En outre, il faudrait réviser les codes de passation des marchés dans plusieurs pays et mettre en place des procédures claires et transparentes autour des concessions minières. Par exemple, les contrats miniers du groupe Sable Mining au Libéria et en Guinée ont été remis en question par l’ONG Global Wittness avec les preuves des manigances. Malheureusement, les techniques de corruption se complexifient et appellent à des dispositifs de contrôle de plus en plus sophistiqués. Pour le suivi, il est urgent de créer des institutions autonomes, incluant des membres de la société civile outillés pour assurer une veille dans les administrations. De même, les contrats en cours de négociation devraient être impérativement soumis au parlement pour contrôle. Il faudrait en plus une justice indépendante et des cours de comptes investies en la matière. En ce sens, des accords entre les gouvernements devraient permettre d’une part, la levée rapide de l’immunité des personnalités politiques, et d’autre part une procédure judiciaire en harmonie avec les législations des pays d’origine des multinationales sur leur territoire.
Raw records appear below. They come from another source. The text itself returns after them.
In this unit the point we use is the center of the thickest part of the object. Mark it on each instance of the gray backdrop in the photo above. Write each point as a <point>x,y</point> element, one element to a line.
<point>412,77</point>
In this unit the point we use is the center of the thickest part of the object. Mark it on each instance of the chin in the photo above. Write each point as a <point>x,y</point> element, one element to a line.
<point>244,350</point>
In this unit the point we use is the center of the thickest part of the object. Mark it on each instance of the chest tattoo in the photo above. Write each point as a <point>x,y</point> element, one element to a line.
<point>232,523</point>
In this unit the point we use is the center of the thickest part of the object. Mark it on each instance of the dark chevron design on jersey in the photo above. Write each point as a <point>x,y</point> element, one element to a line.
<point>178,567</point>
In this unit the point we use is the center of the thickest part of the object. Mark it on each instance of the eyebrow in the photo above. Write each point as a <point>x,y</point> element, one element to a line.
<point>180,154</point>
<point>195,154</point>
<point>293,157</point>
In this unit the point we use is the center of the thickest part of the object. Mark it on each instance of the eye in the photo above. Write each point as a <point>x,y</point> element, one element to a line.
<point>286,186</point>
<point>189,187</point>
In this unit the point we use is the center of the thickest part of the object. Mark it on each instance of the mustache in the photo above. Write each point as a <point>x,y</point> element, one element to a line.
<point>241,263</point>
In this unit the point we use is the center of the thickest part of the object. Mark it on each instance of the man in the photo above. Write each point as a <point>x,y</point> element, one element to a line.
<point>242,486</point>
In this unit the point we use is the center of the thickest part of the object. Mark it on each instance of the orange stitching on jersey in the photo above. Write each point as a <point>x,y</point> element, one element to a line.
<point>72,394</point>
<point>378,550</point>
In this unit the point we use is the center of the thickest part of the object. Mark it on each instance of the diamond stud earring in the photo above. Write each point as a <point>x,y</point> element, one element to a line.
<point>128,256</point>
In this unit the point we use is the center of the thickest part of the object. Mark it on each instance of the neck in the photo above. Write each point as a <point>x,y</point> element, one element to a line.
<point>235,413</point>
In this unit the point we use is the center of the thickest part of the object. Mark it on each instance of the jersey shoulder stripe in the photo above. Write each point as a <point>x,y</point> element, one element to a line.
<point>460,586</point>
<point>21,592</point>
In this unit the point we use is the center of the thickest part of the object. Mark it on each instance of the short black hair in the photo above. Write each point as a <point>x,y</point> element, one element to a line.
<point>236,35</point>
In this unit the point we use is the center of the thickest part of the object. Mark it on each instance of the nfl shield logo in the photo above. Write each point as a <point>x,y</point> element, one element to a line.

Une franche collaboration des pays d’origine

Les réformes sur la transparence et l’état de droit sont certes nécessaires et urgentes mais difficilement réalisables à court terme au vu des nombreux obstacles restant à surmonter. Une situation qui appelle à l’implication des pays de provenance des multinationales où l’état de droit est plus fort. C’est dans cette logique que la Convention de l’OCDE contre la corruption implique, pour les signataires, la mise en place de sanctions « efficaces, proportionnées et dissuasives», surtout concernant les cas de « corruption d’agent public étranger ». Même si cet accord est ratifié par la plupart des pays de provenance des multinationales depuis son adoption en 1998, très peu de cas ont abouti à des peines réellement dissuasives. Les pays de provenance doivent donc aller plus loin en bloquant par exemple le financement des banques publiques au profit des multinationales corrompues. La Banque Européenne d’Investissement finance par exemple Glencore et beaucoup d’autres multinationales accusées de corruption et de pillage en Afrique par plusieurs rapports. Les pays d’origine pourraient établir des règles strictes concernant la traçabilité des fonds issus de ces transactions pour prévenir les détournements. Aussi, un traité international devrait permettre de conférer une personnalité juridique aux multinationales et leurs filiales pour les mettre face à leurs responsabilités. Les mécanismes tels que « Publish what you pay » de l’Initiative pour la Transparence des Industries Extractives, de même que le reporting pays par pays du parlement européen, qui visent à rendre l’information financière disponible, doivent désormais être couplés à des sanctions.

La corruption naissant des connivences entre multinationales et dirigeants dans l’industrie extractive en Afrique est devenue très complexe et globale. Face à cela une approche globale et intégrée entre les pays d’accueil et de provenance est primordiale en lieu et place des tergiversations. Autrement le pillage ne connaîtra pas son épilogue de sitôt, la pauvreté non plus d’ailleurs.

Mauriac Ahouangansi, doctorant-chercheur béninois.